In this paper, we first survey representative ceramic databases and show there is no single comprehensive resource for studying ceramic materials. Then, we propose a new conceptual data model for archaeological ceramics. We believe this model could be a good starting point to help ceramic databases interoperate in the future. Moreover, we illustrate how ceramic data can source a data warehouse to perform OLAP. Such analyses help navigate and observe data from different perspectives, thus enabling archaeological researchers with better insights on their data. The main benefit of the proposed approach is to identify hidden patterns and possibly unexpected values, especially only visible in larger and more distributed ceramic samples, in order to contextualize information and help building up knowledge of past societies [23, 24].

Our first perspective is to include textual and graphical descriptions of ceramic samples in the warehouse to do OLAP analyses. Some research already address non-numerical data integration into data warehouses, e.g., by performing some preprocessing on text before storage into the data warehouse. Actually, integration of such data might not be in textual format [2527].

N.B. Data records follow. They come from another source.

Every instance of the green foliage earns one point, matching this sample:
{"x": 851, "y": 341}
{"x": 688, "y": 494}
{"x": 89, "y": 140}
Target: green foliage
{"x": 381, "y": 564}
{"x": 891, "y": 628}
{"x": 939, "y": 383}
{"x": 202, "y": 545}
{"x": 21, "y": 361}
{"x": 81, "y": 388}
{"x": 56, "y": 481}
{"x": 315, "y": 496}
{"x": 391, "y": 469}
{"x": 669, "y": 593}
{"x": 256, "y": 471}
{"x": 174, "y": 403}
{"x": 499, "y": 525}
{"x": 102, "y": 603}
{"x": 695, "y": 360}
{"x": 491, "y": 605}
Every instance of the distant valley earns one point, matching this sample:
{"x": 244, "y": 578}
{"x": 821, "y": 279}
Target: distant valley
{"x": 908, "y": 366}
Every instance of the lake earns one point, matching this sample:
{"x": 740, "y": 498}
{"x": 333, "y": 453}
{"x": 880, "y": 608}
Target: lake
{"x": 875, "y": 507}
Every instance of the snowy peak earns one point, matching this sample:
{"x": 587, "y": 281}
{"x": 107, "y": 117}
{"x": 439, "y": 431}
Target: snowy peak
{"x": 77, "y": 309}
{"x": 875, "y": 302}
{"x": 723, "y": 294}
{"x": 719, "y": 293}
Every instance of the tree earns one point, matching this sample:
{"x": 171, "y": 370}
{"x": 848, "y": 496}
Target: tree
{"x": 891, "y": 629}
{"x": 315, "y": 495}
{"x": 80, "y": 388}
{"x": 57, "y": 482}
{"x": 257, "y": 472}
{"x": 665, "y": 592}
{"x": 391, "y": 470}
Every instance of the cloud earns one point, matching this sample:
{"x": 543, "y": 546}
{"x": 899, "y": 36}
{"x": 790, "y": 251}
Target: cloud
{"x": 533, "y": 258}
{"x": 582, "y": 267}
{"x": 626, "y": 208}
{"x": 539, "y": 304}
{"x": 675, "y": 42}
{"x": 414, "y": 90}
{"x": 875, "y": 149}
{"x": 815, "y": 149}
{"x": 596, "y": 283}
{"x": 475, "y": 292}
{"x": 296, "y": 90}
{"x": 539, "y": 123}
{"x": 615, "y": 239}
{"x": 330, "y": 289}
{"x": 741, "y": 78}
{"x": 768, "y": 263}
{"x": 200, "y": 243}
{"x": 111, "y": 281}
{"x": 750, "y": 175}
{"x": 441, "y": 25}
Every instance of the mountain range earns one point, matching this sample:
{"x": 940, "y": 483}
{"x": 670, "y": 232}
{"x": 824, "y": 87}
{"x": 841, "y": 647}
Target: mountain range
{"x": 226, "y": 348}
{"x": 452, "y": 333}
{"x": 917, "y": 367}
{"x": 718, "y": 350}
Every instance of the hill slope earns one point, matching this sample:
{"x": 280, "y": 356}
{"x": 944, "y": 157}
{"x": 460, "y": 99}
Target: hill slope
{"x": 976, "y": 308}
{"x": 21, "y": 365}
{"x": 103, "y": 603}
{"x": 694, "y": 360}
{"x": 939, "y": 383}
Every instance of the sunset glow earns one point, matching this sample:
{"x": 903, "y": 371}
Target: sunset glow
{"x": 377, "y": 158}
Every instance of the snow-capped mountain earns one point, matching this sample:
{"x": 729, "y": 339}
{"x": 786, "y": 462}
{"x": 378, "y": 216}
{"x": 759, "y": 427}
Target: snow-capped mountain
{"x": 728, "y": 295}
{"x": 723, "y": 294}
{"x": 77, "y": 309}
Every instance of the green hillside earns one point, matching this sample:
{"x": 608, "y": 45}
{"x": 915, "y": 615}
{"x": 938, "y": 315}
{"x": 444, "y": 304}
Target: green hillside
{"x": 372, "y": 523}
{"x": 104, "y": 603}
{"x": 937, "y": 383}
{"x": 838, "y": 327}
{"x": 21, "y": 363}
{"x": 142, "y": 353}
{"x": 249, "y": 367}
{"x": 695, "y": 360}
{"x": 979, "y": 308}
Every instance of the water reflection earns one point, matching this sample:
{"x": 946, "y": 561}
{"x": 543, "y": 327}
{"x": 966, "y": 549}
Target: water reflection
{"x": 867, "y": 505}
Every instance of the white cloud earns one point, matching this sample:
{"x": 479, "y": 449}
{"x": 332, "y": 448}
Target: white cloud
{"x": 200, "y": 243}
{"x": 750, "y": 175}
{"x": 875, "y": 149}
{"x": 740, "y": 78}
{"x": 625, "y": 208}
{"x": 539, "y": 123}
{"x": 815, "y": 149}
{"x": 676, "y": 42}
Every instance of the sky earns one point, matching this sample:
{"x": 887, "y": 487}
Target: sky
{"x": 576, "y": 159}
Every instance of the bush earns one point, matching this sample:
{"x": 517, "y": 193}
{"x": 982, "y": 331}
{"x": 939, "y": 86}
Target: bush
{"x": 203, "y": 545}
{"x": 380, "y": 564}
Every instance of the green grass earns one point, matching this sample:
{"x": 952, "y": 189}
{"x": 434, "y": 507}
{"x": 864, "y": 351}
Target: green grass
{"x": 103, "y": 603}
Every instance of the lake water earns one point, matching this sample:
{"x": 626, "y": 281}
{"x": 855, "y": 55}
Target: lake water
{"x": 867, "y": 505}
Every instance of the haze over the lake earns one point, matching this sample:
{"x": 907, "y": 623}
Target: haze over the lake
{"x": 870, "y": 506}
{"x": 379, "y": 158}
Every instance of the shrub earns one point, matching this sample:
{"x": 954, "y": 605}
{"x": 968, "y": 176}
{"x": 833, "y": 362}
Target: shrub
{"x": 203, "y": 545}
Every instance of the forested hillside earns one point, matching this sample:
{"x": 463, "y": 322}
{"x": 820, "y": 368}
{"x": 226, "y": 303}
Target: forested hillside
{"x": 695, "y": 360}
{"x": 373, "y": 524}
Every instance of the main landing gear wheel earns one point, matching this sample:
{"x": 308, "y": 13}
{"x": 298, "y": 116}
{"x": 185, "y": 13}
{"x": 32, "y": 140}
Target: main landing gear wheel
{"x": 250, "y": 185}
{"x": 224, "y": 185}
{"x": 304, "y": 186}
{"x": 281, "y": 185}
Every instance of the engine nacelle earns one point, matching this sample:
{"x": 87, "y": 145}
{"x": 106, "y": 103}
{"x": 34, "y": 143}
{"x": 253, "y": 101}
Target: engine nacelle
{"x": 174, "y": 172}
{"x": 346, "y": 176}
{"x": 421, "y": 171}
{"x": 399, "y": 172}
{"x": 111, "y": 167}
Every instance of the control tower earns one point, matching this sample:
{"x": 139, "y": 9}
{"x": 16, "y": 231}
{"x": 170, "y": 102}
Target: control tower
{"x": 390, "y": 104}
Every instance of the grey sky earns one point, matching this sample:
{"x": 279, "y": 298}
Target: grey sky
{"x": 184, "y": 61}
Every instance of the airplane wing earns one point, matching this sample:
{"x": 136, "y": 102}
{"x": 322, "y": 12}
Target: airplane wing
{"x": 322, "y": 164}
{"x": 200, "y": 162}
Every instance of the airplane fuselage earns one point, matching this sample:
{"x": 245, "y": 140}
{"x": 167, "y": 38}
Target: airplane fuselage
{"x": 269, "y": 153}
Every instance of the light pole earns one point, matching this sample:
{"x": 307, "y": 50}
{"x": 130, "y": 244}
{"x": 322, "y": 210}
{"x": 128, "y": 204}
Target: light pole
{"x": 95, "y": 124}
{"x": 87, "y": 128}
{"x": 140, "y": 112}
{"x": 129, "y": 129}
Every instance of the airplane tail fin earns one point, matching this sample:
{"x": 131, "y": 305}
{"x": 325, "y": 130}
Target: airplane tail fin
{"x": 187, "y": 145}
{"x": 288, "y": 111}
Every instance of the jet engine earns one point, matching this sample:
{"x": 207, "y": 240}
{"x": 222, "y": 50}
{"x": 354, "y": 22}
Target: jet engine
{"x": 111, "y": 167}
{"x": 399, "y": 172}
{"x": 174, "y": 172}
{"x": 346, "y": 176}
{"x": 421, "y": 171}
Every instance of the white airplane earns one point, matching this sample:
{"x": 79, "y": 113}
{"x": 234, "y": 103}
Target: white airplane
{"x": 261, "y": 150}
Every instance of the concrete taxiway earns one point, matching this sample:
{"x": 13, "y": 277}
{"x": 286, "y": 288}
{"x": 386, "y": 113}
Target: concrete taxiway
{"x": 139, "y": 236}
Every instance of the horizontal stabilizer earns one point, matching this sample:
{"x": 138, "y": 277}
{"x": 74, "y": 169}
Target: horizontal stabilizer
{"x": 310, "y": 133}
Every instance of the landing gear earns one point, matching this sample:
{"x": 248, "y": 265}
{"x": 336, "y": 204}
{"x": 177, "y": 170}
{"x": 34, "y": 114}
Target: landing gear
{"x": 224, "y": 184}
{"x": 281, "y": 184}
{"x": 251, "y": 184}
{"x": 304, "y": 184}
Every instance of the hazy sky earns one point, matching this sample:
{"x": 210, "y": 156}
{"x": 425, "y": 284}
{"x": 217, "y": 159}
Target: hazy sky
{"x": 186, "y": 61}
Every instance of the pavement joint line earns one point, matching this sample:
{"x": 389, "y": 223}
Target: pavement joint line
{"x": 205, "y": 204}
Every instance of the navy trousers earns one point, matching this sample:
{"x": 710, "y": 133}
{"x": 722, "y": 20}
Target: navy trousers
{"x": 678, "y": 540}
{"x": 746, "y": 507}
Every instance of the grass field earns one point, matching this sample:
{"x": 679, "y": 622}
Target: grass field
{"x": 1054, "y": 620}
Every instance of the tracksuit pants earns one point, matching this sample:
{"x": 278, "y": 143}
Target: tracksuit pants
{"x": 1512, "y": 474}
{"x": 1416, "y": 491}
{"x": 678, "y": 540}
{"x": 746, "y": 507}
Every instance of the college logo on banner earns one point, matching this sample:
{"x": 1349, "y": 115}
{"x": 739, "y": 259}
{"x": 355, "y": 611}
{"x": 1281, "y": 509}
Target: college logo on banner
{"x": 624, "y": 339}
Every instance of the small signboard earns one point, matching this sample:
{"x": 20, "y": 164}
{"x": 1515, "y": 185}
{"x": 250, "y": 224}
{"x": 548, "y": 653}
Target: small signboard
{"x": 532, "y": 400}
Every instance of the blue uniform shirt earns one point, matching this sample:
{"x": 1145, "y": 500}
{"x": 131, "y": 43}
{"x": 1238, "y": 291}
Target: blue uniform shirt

Moreover, data mining could also be combined to OLAP to complement data navigation with automatic pattern or structure discovery. For example, clustering techniques could help enhance current statistical tools for categorizing ceramics based on textual, numerical, and graphical information. Each context allows to create a clusterer. The challenge will be to manage the collaboration between the different clusterers either for producing a consensus clustering or to explain and annotate a given clustering or to identify strong forms.

In the longer run, we finally aim to build smart links between ceramic databases in order to achieve interoperability between Ceramom and partner databases, and allow cross-analyses to run over a database federation.